When executives tag individual investments with these strategic classifications and add them up, they often discover surprising patterns. Their greatest growth opportunity may actually turn out to be losing market share and investing little in innovation. Ninety percent of the technology budget may be going to simply keeping the lights on and fixing legacy systems. Investment in the online channel preferred by key customers may turn out to be woefully low.
By properly aligning resources with strategic priorities, companies can better see the tough tradeoffs that should be made but aren’t working — either because of neglect or because decisions are being made by the wrong people. This has only become more important in the current turbulence. Executives responsible for strategic outcomes should make the resource tradeoffs to achieve them. In agile organizations, such as NatWest Group (formerly Royal Bank of Scotland), performance units submit not only their recommended resource allocation plan but also what they could deliver with 20% more or 20% less. They anticipate what could be cut without sacrificing strategic objectives and how they should respond to unexpected events and results.

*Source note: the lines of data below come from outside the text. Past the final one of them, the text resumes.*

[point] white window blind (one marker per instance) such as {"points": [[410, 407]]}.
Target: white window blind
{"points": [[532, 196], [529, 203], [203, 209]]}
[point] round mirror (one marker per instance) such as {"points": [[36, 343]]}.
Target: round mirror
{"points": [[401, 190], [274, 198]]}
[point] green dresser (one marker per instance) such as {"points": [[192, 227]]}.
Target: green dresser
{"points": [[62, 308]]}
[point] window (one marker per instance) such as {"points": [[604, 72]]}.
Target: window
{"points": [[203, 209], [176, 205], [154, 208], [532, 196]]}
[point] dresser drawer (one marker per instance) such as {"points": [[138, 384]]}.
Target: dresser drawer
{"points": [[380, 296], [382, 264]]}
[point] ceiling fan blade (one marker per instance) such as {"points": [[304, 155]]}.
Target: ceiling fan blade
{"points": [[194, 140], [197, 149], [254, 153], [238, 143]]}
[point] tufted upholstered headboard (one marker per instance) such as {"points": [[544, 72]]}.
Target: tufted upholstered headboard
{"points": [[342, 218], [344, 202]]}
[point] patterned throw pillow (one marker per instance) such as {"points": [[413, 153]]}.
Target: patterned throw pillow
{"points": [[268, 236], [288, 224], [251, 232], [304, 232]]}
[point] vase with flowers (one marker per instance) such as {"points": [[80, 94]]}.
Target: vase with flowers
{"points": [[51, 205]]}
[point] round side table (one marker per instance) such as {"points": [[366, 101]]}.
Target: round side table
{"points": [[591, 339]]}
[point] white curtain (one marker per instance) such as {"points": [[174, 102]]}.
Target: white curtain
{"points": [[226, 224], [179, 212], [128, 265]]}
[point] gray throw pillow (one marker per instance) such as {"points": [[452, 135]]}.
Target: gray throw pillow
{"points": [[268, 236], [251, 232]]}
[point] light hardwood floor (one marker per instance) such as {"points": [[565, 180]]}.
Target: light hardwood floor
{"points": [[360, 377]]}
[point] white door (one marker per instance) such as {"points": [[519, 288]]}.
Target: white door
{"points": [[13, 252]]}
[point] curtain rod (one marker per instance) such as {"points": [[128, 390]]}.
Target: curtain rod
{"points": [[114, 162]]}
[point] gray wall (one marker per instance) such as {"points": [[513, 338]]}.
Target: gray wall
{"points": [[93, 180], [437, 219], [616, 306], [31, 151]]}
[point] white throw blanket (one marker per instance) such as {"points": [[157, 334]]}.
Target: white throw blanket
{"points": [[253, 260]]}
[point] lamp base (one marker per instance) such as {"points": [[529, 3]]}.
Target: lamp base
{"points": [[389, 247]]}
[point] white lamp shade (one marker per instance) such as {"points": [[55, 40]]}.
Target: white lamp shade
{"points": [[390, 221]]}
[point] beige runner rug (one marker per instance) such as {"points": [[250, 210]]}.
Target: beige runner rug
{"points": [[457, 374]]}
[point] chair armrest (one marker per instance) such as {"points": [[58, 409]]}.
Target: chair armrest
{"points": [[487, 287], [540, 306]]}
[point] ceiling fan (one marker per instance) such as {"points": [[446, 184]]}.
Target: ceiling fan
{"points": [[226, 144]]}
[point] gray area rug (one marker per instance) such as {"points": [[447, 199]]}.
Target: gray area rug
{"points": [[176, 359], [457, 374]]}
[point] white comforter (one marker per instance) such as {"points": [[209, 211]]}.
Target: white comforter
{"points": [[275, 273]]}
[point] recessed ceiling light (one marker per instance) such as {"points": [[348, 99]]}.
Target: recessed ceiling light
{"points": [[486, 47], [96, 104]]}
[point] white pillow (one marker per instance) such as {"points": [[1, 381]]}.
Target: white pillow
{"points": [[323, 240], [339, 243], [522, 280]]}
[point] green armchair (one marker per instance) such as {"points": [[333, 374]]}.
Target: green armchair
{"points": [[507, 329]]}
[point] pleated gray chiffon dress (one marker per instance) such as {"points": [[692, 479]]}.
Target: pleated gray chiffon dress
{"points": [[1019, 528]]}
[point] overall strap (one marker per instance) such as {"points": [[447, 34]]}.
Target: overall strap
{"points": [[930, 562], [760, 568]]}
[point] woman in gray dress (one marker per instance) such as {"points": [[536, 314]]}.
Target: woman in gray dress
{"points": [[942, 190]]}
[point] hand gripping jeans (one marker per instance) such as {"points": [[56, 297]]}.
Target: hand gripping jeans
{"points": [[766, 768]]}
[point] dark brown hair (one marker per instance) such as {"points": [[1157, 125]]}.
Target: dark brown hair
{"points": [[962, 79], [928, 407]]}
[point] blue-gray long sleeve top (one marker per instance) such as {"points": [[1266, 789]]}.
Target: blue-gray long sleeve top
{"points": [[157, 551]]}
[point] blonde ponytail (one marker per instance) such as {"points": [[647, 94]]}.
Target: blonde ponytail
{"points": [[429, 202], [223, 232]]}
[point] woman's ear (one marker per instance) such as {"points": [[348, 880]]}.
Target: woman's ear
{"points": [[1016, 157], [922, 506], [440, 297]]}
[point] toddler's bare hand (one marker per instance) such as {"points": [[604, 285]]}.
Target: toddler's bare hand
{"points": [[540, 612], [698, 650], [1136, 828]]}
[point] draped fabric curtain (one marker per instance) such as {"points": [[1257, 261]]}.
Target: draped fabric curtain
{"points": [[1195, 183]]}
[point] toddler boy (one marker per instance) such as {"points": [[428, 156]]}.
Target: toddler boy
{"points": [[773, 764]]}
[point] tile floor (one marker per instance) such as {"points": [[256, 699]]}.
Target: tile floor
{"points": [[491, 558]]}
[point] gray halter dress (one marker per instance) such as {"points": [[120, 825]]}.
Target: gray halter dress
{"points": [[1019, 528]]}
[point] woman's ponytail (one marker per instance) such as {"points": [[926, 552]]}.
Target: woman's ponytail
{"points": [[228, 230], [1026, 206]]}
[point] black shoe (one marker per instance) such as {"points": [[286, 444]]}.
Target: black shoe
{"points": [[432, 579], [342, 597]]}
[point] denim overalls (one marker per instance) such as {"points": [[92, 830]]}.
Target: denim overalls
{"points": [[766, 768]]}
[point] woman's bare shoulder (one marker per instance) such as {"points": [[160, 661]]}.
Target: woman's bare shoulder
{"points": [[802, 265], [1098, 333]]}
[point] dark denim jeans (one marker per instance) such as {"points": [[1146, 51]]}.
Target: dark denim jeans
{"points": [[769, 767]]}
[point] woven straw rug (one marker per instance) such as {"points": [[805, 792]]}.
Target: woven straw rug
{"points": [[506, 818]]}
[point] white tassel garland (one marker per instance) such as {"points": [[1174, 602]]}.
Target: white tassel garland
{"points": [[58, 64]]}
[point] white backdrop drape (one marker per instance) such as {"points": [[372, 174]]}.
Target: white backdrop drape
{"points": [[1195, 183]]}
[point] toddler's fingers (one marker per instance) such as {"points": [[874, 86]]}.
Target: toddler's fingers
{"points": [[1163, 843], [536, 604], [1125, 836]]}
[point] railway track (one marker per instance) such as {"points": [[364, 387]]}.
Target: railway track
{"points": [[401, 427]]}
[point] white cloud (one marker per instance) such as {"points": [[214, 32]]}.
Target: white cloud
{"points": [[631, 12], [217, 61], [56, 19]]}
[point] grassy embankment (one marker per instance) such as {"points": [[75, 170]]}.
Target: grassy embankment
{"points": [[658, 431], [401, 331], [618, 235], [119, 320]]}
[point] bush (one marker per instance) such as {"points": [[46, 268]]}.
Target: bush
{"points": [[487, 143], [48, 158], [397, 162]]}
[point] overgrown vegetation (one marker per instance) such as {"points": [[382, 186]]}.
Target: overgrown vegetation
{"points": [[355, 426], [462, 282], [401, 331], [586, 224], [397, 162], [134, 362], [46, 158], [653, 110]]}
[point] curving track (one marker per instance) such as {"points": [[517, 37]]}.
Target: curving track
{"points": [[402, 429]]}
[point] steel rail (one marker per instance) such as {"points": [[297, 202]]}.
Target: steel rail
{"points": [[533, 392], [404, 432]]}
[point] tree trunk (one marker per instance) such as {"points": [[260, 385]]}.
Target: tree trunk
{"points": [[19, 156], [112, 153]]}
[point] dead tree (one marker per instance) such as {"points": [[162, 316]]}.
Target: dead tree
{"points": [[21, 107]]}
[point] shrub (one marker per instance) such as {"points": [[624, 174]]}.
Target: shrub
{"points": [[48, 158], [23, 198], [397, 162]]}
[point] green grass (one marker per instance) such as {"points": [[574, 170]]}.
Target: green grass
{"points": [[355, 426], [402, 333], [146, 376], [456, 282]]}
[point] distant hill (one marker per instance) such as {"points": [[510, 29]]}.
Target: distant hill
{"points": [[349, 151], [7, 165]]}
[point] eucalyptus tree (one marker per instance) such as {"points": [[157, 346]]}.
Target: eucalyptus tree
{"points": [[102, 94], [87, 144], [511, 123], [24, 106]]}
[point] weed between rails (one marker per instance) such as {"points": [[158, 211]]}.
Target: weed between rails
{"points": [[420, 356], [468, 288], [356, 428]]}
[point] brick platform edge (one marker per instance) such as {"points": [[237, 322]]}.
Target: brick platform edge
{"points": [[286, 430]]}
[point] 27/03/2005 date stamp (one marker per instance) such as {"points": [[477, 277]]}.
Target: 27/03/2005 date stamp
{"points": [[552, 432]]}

3. Plan faster and more frequently. If budgets are inflexible and a crucial forecast can’t be adjusted, the person making it naturally obsesses over its accuracy. Left untouched, even small mistakes can compound over time and make a mess of plans. However, if we can adjust a long-term forecast every quarter, month, or week, we can continually improve its accuracy in far less time and with far less effort. Setting bold, challenging objectives and then adjusting plans to incorporate valuable lessons learned is the best way to improve.
Consider how the National Oceanic and Atmospheric Administration (NOAA) forecasts and tracks serious storms to save lives. Around the middle of May each year, NOAA issues a directional forecast for the upcoming hurricane season: June 1 through November 30. The purpose is to help cities, businesses, and emergency managers anticipate likely scenarios, prepare potential action plans, and allocate adequate resources. This year NOAA predicted with 70% confidence that the Atlantic area will have a 60% chance of an above-normal storm season. It forecasted 13 to 19 named storms, six to 10 hurricanes, and three to six major hurricanes.
These are broad ranges, but they clearly indicate that people should be ready to batten down the hatches. Once a hurricane develops, the NOAA accelerates its research, and develops five-day forecasts of a storm’s intensity and path. This forecast has a wide margin of error, plus or minus 200 miles, but helps people rehearse scenarios and prepare contingency plans. The forecast for the next 24 hours, however, cuts the margin of error by 75% — to plus or minus 50 miles.
Like five-day hurricane paths, five-year business strategies are hard to predict. Fortunately, business planning can follow similar principles: describe an expected path, estimate the uncertainty and a reasonable range of outcomes, clarify the hypotheses behind the predictions, track the validity of those hypotheses, change those that are wrong and adapt the plans to achieve the best possible results in light of the most accurate information.
For most companies, traditional planning and budgeting has a comfortable certainty built into it. Managers like knowing what is expected of them. CEOs like the control it connotes. It’s hard to give that up. But precision is not the same as accuracy, and plans that are flexible enough to focus on what truly creates value are worth the discomfort.